Nicholas Jones

Nicholas Jones is the New Zealand Herald’s education reporter.

'Ban it' - cry of the Aussie loser

The throat slitting motion of the Kapa o Pango haka is usually reserved for the tests against Australia. Photo / Paul Estcourt
The throat slitting motion of the Kapa o Pango haka is usually reserved for the tests against Australia. Photo / Paul Estcourt

It has become the echo which follows each crashing Wallabies defeat - the haka should be banned because it gives the All Blacks an advantage over rivals.

The latest mouthpiece for the claim is Australian Fox Sports commentator Greg Martin, who claimed the haka gave the All Blacks an "unfair physical advantage".

"The whole game of rugby is about male dominance over another man, and they're yelling and screaming and threatening and you've to sit there and go: 'Umm, this'll be finished soon'," Martin said on The Rugby Club programme.

"What's so good about it? If you want to go see entertainment go to the theatre ... that's what it is; it's singing and dancing."

The Wallabies were soundly beaten by a dominant All Blacks side in last Saturday's Bledisloe Cup test in Auckland, losing 30-14.

Former All Black and Sky sports commentator Stu Wilson said Martin's claim had to be taken as what it was - a wind-up.

Wilson said Martin had shown his true feelings about New Zealand when he organised a charity rugby match which raised more than $600,000 for Christchurch.

" He's probably a bit annoyed that they got dicked. I mean they got towelled. So they'll fire a couple across the bows of us, which is fine.

"They're just sourpusses, aren't they? We probably wouldn't even be having this discussion if the Wallabies had won."

But former All Black and New Zealand Maori captain Billy Bush agreed with Martin that the haka gave the All Blacks an advantage over their opposition.

"Particularly with the Maoris.
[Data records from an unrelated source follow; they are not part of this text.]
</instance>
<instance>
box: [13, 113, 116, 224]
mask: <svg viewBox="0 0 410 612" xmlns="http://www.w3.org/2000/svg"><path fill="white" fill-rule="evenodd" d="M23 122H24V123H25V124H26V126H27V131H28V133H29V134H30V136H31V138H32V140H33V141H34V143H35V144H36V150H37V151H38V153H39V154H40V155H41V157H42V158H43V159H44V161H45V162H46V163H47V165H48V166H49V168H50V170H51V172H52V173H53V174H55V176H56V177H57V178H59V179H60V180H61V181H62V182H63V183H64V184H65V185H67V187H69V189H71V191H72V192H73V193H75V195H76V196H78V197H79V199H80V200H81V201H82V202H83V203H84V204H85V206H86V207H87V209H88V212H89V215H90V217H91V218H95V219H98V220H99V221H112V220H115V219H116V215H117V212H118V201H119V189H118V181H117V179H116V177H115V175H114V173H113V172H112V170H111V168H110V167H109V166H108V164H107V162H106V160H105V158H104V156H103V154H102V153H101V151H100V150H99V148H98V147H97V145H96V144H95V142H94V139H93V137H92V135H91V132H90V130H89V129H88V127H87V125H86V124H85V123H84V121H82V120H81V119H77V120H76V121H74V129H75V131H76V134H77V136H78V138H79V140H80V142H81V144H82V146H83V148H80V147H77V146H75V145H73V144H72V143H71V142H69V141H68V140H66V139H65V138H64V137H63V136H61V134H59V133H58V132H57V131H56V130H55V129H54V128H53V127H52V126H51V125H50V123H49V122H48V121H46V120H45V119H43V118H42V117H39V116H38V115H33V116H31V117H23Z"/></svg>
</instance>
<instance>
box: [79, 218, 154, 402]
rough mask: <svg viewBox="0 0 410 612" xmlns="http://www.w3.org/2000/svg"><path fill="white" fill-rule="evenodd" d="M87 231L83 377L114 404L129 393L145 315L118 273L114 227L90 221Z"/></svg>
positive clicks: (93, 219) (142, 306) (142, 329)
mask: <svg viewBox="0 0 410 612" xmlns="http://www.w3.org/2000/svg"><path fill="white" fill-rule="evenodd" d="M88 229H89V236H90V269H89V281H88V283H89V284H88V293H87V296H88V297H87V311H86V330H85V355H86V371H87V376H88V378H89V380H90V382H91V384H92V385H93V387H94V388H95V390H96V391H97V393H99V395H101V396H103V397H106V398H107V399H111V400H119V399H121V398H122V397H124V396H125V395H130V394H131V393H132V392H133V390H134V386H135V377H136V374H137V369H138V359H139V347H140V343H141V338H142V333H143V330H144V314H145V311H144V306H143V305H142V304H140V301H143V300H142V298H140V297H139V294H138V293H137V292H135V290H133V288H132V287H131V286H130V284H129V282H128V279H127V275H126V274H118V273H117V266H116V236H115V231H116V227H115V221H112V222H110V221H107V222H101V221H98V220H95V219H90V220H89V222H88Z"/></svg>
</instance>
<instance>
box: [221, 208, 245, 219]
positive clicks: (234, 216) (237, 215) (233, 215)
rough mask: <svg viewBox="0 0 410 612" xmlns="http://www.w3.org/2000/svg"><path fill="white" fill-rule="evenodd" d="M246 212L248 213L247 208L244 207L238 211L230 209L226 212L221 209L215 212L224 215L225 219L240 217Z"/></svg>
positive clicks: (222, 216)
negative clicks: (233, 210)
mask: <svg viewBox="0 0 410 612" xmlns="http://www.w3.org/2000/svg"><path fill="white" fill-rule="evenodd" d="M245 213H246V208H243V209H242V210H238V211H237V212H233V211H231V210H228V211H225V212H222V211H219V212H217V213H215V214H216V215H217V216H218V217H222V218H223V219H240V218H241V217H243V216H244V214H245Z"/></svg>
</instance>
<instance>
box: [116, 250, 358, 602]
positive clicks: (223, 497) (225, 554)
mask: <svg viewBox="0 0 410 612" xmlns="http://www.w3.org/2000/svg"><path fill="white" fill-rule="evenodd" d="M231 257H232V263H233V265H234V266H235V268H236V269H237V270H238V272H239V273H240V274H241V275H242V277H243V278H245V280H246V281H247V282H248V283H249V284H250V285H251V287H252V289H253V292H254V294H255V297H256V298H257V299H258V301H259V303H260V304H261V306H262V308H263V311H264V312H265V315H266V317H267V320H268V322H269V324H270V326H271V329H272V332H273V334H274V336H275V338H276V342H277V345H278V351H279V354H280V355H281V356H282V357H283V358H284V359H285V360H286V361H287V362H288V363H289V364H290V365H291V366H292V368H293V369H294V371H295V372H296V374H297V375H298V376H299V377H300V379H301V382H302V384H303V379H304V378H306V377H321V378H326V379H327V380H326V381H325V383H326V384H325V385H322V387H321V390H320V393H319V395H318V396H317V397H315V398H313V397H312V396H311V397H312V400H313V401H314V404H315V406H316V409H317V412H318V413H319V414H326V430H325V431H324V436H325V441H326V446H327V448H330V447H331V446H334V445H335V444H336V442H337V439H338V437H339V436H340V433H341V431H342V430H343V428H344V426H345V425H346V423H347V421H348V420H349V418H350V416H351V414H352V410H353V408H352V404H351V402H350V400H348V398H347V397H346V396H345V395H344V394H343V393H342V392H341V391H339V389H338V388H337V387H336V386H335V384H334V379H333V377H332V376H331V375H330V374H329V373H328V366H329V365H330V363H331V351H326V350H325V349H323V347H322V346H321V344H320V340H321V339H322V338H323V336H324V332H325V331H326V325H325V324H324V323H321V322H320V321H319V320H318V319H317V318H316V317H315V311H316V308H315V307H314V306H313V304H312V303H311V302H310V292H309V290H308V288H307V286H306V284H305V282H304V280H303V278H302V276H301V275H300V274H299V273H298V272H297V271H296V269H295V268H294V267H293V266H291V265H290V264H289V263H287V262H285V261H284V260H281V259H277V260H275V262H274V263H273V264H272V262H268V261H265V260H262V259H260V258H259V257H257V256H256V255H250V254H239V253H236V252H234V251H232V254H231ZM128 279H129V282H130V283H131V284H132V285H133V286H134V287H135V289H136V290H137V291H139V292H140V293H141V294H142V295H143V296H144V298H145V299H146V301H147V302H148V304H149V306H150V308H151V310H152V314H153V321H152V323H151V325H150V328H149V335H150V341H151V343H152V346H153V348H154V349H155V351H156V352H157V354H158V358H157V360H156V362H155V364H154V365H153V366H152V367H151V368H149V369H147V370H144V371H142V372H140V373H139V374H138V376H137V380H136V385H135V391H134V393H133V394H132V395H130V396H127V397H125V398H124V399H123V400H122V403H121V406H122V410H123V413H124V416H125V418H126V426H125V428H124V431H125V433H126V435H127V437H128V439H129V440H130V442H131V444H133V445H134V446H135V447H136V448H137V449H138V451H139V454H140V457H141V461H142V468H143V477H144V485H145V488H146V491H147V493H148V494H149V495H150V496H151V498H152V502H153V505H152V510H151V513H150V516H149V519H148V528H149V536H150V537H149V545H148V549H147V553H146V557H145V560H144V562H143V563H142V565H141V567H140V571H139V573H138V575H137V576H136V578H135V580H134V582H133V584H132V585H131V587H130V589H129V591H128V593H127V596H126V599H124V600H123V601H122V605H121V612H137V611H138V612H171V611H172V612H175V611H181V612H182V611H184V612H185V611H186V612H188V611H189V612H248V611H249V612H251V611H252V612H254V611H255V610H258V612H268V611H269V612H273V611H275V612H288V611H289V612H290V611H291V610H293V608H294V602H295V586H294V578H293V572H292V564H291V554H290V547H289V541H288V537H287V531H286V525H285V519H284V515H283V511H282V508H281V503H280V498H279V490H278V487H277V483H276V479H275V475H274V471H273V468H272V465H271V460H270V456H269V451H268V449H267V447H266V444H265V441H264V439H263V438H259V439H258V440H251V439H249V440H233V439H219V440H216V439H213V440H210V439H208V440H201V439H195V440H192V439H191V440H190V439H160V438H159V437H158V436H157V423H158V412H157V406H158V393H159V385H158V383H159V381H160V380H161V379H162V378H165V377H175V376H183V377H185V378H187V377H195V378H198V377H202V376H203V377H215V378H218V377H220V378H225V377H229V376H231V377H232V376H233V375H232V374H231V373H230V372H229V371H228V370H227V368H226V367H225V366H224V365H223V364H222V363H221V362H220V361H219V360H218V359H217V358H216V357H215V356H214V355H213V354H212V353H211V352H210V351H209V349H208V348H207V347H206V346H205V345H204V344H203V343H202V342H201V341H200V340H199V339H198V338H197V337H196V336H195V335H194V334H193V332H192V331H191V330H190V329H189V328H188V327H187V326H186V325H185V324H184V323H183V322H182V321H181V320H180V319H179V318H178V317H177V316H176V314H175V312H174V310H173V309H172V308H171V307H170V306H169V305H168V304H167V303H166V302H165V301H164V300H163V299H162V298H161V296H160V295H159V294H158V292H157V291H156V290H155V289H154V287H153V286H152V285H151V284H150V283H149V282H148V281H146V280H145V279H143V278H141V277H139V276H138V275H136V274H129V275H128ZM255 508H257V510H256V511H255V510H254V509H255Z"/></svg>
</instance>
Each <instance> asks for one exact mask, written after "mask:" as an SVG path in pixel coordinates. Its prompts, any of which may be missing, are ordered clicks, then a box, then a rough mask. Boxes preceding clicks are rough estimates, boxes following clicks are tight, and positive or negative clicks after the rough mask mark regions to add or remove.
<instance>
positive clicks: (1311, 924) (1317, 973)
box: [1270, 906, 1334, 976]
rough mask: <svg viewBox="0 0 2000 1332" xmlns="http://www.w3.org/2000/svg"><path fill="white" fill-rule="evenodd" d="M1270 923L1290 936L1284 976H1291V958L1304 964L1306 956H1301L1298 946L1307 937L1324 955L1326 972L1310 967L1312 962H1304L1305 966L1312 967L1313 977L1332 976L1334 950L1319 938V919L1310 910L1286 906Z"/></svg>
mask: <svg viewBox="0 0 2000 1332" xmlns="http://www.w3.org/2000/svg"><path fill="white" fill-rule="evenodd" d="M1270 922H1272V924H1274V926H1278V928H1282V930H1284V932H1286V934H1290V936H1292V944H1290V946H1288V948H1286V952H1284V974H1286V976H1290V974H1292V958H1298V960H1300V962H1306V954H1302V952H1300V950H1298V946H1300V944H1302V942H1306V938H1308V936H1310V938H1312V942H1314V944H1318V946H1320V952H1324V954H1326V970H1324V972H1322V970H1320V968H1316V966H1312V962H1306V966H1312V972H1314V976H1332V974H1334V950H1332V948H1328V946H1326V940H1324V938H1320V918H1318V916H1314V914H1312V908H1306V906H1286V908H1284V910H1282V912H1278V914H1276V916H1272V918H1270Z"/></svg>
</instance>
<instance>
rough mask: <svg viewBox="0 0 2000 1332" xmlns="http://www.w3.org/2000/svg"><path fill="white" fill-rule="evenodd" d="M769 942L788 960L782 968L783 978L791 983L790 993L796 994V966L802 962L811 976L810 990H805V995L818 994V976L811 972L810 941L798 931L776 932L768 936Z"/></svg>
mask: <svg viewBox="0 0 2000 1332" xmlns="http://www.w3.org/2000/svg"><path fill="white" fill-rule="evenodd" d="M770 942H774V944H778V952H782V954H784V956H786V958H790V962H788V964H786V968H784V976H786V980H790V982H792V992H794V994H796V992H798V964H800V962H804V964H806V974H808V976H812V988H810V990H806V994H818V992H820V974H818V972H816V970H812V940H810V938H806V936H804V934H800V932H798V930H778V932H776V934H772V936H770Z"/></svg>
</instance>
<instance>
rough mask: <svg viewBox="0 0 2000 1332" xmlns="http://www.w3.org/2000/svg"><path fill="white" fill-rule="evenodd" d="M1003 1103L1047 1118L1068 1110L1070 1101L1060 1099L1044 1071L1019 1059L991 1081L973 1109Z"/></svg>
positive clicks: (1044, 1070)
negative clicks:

It wasn't so much the team talk from the coach, it was the prayer and then we did the haka and you could feel it really pull together the team spirit.

"It really pumps you up ... psychologically it gives you a huge advantage. It's a great feeling if you understand it."

In South Africa in 1976 the Afrikaner administration did not want it performed.

Bush said the immense popularity of the haka today among players and fans meant it was here to stay.

"If you're good enough mate, you'll win. They're just clutching at straws I think. Remember, before the game they were writing it up like they were going to thrash us."

At your peril

* The Wallabies chose to turn their backs on the haka and warm up in their own half before a 1996 Bledisloe Cup clash in Wellington. All Blacks won 43-6.

* In an attempt to ruffle the All Blacks on the eve of a 2006 Bledisloe Cup test, Wallabies coach John Connolly pondered whether the final act of Kapa O Pango might "incite murder". All Blacks won 13-9.

* The Welsh Rugby Union insisted the haka be performed before the Welsh anthem in 2006. The All Blacks refused to back down and performed the haka in their dressing room. All Blacks won 45-10.

* On eve of a 2008 match against England, Guardian reporter Frank Keating said New Zealand's "charmless eye-rolling, tongue squirming dance" has long passed its sell-by date and should be scrapped. All Blacks won 32-6.

* British scribe Stephen Jones welcomed the All Blacks to England last year by claiming the haka was an "instrument of the worst kind of sporting arrogance" and calling for it to be banned. All Blacks won 26-16.